From a marketing standpoint, this kind of return is what we like to call golden!
There is also the area of electronic toll collection. Instead of investing in some sort of E-Z Pass, why not let your GPS-enabled cell phone locate the car and tollbooth, pay the toll, and charge it to your phone bill? No transponder device or additional bill payments accounts required. Now that could simplify our lives!
A bit more controversial is the area of insurance pricing. In a previous life (long ago and far away), I was a commercial property and package underwriter for a very large insurance company. In that role, I would have loved to have access to information about how my policyholders were driving their cars in order to “more accurately price the risk.” Today, as a consumer (and privacy advocate), I might take issue with that data making its way into my carrier’s “hands” without my explicit permission.
One area that realizes immediate benefits from the availability of personal location data, real-time traffic reporting and GPS telematics is emergency response systems. Certainly, faster response times by police, firefighters, and ambulance personnel is a for the greater good benefit!
Finally, McKinsey delves into two very different areas that could make use of the macro-level of aggregate location data (as opposed to each person’s specific location):
- Urban Planning. Planners can analyze this data to look at the impact of construction on roadways and on urban development with the idea of reducing congestion while reducing polluting emissions.
- Retail Business Intelligence. Retailers can use this data to analyze shopping patterns, looking at foot traffic speed and density to inform store layouts and merchandizing. Now as mentioned in part 1, certain data collection and usage methods are deemed controversial in the U.S. but are widely used in the U.K.
Taken in its entirety, McKinsey predicts that:
“… personal location data has the potential to provide more than $800 billion in economic value to individuals and consumers over the next decade… Geo-targeted advertising is emerging as a highly effective marketing vehicle that could represent more than 5 percent of global advertising spend by 2020.”

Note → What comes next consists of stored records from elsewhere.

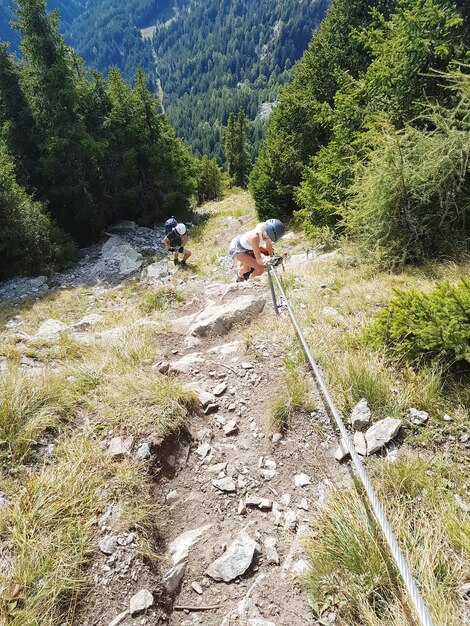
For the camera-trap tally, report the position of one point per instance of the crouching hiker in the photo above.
(254, 249)
(175, 240)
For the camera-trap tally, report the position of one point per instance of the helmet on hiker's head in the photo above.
(274, 229)
(170, 224)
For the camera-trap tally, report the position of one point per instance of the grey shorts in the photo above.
(236, 248)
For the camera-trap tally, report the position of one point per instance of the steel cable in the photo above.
(415, 595)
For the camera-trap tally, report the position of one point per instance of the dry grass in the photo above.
(351, 569)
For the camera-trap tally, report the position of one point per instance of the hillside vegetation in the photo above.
(370, 138)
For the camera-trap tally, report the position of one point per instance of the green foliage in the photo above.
(411, 197)
(29, 240)
(432, 326)
(210, 180)
(301, 123)
(236, 149)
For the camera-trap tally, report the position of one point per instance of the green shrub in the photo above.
(29, 241)
(411, 199)
(432, 326)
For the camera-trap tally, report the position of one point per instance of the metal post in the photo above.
(273, 293)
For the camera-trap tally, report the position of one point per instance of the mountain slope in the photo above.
(209, 57)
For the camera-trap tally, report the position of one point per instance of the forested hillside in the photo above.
(216, 57)
(212, 57)
(77, 150)
(370, 137)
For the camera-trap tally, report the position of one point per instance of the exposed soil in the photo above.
(187, 499)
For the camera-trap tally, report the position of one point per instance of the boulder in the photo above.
(50, 329)
(381, 433)
(360, 415)
(88, 321)
(118, 251)
(218, 319)
(179, 547)
(154, 273)
(235, 560)
(123, 226)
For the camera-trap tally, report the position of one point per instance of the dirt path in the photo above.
(237, 475)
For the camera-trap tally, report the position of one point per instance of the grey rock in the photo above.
(272, 557)
(235, 560)
(290, 520)
(143, 451)
(218, 319)
(205, 435)
(225, 484)
(461, 503)
(88, 321)
(417, 417)
(119, 447)
(179, 547)
(197, 587)
(360, 443)
(301, 480)
(381, 433)
(155, 273)
(119, 618)
(219, 389)
(203, 450)
(172, 579)
(187, 363)
(464, 590)
(108, 545)
(50, 329)
(123, 226)
(361, 415)
(230, 428)
(141, 601)
(172, 496)
(341, 453)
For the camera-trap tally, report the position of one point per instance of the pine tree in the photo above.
(68, 154)
(17, 125)
(230, 146)
(242, 160)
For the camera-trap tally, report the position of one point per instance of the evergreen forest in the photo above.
(77, 150)
(371, 136)
(205, 60)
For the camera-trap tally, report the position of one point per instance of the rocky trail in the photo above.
(234, 498)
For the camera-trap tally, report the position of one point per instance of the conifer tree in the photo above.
(17, 125)
(230, 145)
(242, 159)
(68, 156)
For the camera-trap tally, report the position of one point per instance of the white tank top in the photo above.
(259, 230)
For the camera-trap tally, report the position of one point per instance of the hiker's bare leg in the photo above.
(248, 262)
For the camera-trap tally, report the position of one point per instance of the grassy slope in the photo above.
(50, 528)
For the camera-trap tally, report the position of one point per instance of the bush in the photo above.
(29, 241)
(431, 326)
(411, 200)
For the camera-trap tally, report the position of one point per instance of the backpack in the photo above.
(170, 224)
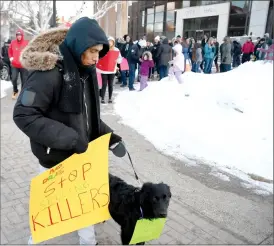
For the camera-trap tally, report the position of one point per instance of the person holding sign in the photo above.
(108, 75)
(58, 107)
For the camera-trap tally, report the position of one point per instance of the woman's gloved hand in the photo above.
(114, 139)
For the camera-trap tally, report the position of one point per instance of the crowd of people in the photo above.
(155, 61)
(197, 56)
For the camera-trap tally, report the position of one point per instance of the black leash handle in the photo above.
(130, 160)
(120, 151)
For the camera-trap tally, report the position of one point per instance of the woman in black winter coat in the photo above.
(164, 55)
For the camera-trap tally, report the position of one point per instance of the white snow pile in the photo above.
(226, 121)
(5, 85)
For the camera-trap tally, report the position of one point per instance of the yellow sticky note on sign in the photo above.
(147, 230)
(72, 195)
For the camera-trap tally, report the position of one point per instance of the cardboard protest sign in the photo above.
(108, 63)
(147, 230)
(72, 195)
(124, 65)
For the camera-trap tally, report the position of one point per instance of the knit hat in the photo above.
(157, 38)
(142, 43)
(111, 38)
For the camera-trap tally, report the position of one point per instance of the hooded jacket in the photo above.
(225, 51)
(146, 64)
(119, 59)
(15, 50)
(248, 47)
(164, 53)
(59, 113)
(179, 59)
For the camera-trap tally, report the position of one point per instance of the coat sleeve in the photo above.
(10, 50)
(29, 112)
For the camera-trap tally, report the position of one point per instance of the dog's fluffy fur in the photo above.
(127, 201)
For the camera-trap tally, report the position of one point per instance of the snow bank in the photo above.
(5, 85)
(226, 121)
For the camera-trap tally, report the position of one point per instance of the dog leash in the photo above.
(120, 151)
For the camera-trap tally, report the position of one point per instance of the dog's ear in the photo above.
(145, 191)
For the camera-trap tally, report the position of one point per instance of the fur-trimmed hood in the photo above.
(42, 52)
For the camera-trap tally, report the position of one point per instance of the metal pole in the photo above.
(54, 14)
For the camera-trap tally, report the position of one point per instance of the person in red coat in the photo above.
(247, 49)
(15, 49)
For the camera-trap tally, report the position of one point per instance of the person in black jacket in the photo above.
(236, 52)
(133, 59)
(164, 55)
(154, 52)
(58, 107)
(5, 54)
(216, 54)
(125, 49)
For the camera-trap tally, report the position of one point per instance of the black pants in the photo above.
(107, 80)
(246, 57)
(14, 77)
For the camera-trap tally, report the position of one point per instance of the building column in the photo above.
(258, 18)
(122, 19)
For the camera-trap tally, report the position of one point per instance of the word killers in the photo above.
(85, 203)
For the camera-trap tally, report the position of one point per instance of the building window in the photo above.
(160, 8)
(239, 7)
(149, 28)
(158, 27)
(239, 18)
(170, 15)
(201, 2)
(197, 27)
(150, 11)
(150, 19)
(159, 17)
(170, 5)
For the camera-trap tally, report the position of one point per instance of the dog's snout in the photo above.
(163, 215)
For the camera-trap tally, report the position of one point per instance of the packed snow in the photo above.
(224, 120)
(5, 85)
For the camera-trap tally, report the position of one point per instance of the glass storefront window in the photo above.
(170, 27)
(150, 11)
(160, 8)
(170, 5)
(159, 17)
(239, 7)
(201, 2)
(149, 28)
(170, 15)
(237, 20)
(158, 27)
(150, 19)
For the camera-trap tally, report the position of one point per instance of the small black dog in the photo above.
(129, 204)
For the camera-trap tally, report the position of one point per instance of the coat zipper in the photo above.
(86, 108)
(85, 103)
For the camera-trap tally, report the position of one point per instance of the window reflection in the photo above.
(158, 27)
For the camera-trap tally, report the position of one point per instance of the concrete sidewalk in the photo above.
(186, 223)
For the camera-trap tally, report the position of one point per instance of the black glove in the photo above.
(114, 139)
(80, 146)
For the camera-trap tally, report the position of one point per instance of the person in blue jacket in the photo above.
(209, 51)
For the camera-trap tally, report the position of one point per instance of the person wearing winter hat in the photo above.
(133, 59)
(58, 107)
(14, 52)
(154, 52)
(108, 77)
(178, 64)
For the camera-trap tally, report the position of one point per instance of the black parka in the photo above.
(56, 111)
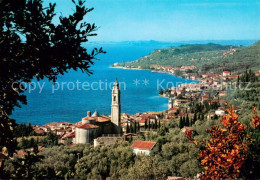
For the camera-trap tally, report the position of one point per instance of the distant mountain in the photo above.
(210, 57)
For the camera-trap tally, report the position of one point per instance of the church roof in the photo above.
(89, 118)
(144, 144)
(87, 126)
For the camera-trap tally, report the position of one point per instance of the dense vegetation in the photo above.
(208, 57)
(32, 46)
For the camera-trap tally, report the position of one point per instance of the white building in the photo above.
(220, 112)
(143, 147)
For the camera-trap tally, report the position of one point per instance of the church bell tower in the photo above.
(116, 108)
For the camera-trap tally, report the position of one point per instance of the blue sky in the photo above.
(171, 20)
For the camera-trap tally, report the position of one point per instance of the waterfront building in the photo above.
(94, 126)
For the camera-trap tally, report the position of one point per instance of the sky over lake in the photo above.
(171, 20)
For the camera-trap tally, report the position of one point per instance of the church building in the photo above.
(94, 126)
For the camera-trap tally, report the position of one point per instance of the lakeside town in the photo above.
(210, 90)
(206, 126)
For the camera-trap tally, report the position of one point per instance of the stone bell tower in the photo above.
(116, 108)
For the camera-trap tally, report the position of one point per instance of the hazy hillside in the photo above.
(210, 57)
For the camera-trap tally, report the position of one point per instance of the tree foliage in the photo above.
(33, 47)
(226, 152)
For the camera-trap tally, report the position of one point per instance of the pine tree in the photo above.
(135, 127)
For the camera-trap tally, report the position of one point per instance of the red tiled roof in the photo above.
(103, 119)
(143, 120)
(41, 148)
(233, 76)
(173, 109)
(144, 144)
(87, 126)
(22, 153)
(70, 135)
(218, 101)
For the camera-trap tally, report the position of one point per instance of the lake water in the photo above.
(139, 88)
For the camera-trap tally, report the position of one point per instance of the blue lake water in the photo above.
(139, 88)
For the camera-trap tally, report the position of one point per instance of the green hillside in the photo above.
(210, 57)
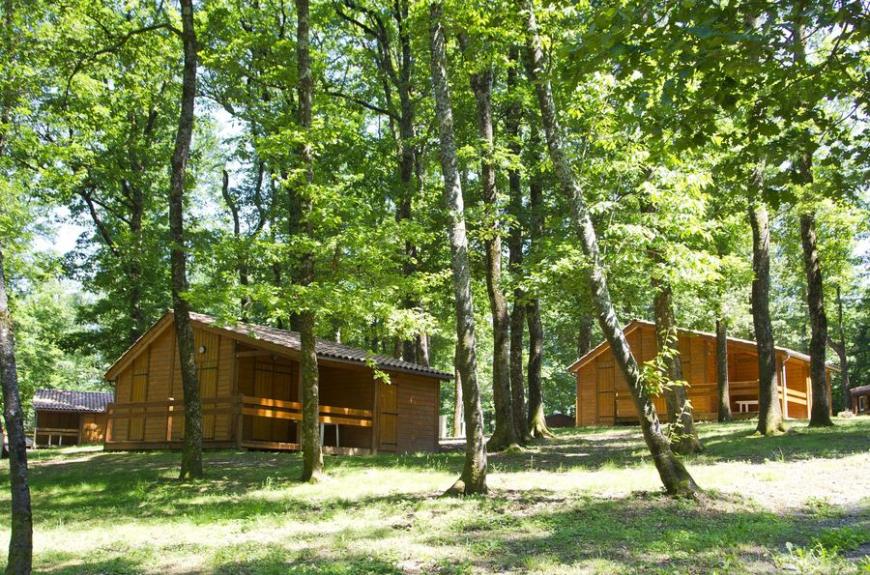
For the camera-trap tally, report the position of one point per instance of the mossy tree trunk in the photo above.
(676, 479)
(769, 412)
(473, 478)
(191, 455)
(312, 453)
(722, 391)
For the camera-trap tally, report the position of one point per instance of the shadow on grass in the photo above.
(643, 533)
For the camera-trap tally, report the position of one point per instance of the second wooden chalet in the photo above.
(250, 384)
(603, 397)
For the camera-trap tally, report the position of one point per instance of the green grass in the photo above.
(586, 502)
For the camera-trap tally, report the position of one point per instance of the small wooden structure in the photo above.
(69, 417)
(603, 397)
(860, 399)
(250, 384)
(559, 420)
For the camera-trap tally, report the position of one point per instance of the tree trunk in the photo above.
(537, 422)
(191, 455)
(20, 557)
(684, 438)
(473, 478)
(769, 412)
(515, 253)
(676, 479)
(312, 453)
(584, 335)
(504, 435)
(820, 414)
(458, 419)
(722, 391)
(840, 349)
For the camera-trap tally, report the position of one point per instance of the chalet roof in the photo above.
(252, 333)
(73, 401)
(637, 323)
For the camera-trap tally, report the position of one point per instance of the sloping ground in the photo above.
(586, 502)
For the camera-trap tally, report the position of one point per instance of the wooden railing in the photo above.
(166, 409)
(57, 432)
(281, 409)
(235, 408)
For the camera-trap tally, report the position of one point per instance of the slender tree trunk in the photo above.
(458, 419)
(684, 438)
(515, 253)
(769, 413)
(20, 557)
(820, 415)
(839, 348)
(722, 391)
(504, 435)
(134, 266)
(312, 453)
(537, 422)
(584, 334)
(676, 479)
(191, 455)
(473, 478)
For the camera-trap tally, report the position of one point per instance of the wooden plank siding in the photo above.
(603, 397)
(250, 399)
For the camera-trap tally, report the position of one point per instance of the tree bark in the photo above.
(515, 253)
(312, 453)
(473, 478)
(820, 414)
(769, 412)
(684, 438)
(676, 479)
(537, 422)
(20, 557)
(191, 455)
(584, 335)
(504, 435)
(458, 419)
(839, 348)
(722, 392)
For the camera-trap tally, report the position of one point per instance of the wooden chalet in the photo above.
(250, 385)
(859, 399)
(603, 397)
(69, 417)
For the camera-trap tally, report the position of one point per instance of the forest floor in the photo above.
(588, 501)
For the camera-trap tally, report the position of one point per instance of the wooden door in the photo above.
(606, 395)
(388, 416)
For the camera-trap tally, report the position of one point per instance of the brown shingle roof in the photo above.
(78, 401)
(325, 349)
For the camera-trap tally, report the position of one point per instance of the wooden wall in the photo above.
(347, 387)
(145, 389)
(418, 406)
(603, 397)
(151, 383)
(274, 377)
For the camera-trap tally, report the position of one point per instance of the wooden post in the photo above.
(375, 414)
(784, 380)
(110, 418)
(169, 411)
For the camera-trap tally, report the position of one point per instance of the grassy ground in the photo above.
(587, 502)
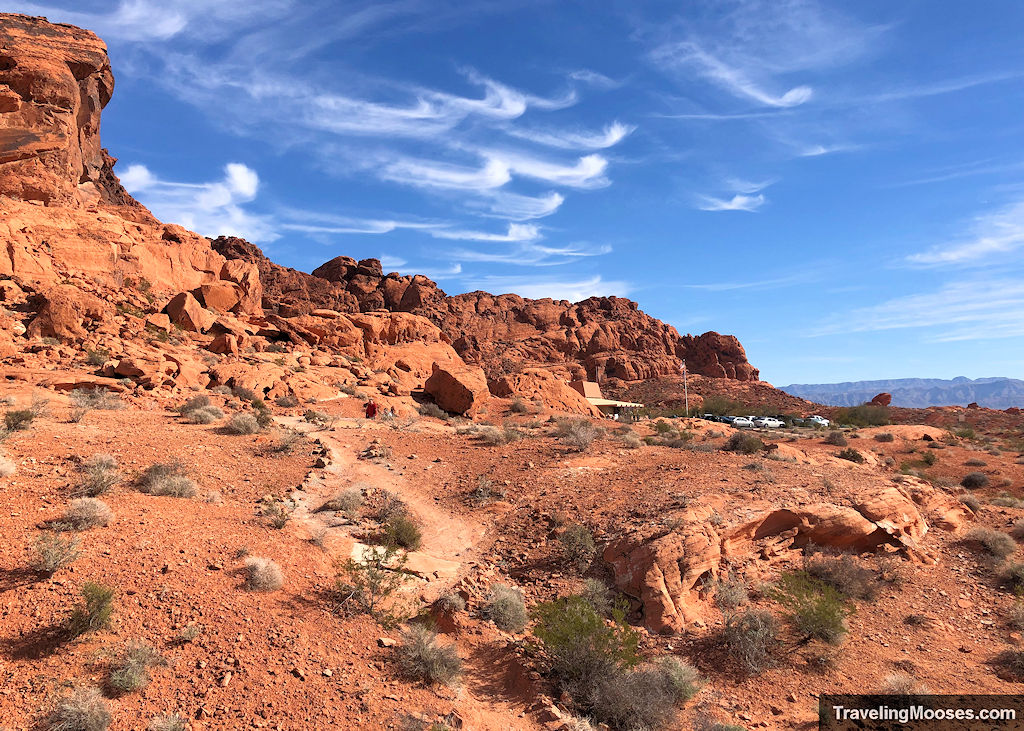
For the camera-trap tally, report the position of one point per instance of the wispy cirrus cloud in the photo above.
(689, 55)
(968, 309)
(576, 139)
(736, 203)
(992, 233)
(210, 208)
(516, 232)
(530, 254)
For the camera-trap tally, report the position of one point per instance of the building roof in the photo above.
(611, 402)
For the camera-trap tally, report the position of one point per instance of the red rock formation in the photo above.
(54, 82)
(597, 339)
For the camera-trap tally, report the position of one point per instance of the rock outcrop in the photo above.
(54, 82)
(597, 339)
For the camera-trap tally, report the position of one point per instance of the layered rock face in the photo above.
(597, 339)
(54, 82)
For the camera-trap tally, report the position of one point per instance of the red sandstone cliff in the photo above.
(599, 338)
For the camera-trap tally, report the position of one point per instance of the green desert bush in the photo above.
(578, 434)
(347, 502)
(53, 552)
(85, 513)
(95, 610)
(994, 543)
(368, 585)
(130, 668)
(423, 658)
(506, 608)
(836, 438)
(974, 480)
(843, 573)
(262, 574)
(578, 547)
(81, 710)
(752, 639)
(744, 443)
(851, 455)
(243, 423)
(99, 475)
(815, 609)
(401, 530)
(167, 478)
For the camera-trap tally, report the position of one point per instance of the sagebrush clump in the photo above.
(81, 710)
(423, 658)
(505, 607)
(169, 478)
(263, 574)
(130, 668)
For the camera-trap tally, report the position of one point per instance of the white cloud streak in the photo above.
(736, 203)
(574, 139)
(211, 209)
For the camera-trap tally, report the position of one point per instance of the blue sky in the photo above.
(839, 184)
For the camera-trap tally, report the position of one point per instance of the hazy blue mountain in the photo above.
(918, 392)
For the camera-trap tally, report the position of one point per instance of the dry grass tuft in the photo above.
(262, 574)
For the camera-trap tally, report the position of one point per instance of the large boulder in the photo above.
(457, 388)
(185, 311)
(542, 387)
(64, 310)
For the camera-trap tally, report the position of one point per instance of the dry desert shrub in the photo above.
(262, 574)
(85, 513)
(95, 610)
(836, 438)
(243, 423)
(7, 467)
(423, 658)
(974, 480)
(844, 574)
(173, 722)
(347, 502)
(401, 530)
(53, 552)
(505, 607)
(578, 434)
(994, 543)
(167, 478)
(451, 603)
(99, 475)
(752, 639)
(578, 547)
(900, 683)
(130, 668)
(81, 710)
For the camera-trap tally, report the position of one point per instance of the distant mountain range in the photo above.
(916, 392)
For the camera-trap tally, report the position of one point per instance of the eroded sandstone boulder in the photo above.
(457, 388)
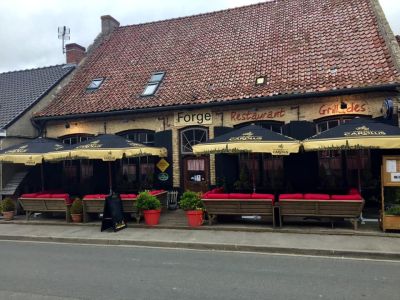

Certainly the area of personal location data has tremendous growth potential. But what might be far more interesting about this particular area is the unknown. From our perspective, current uses of personal location data represent the tip of the iceberg. We believe that the combination of geo-aware big data platforms like PAF with personal location data will spur new business models and ultimately, market value. By 2020, McKinsey’s $800 billion prediction may be a very low estimate of the real market potential. What do you think? And what uses of personal location data do you predict over the next 10 years?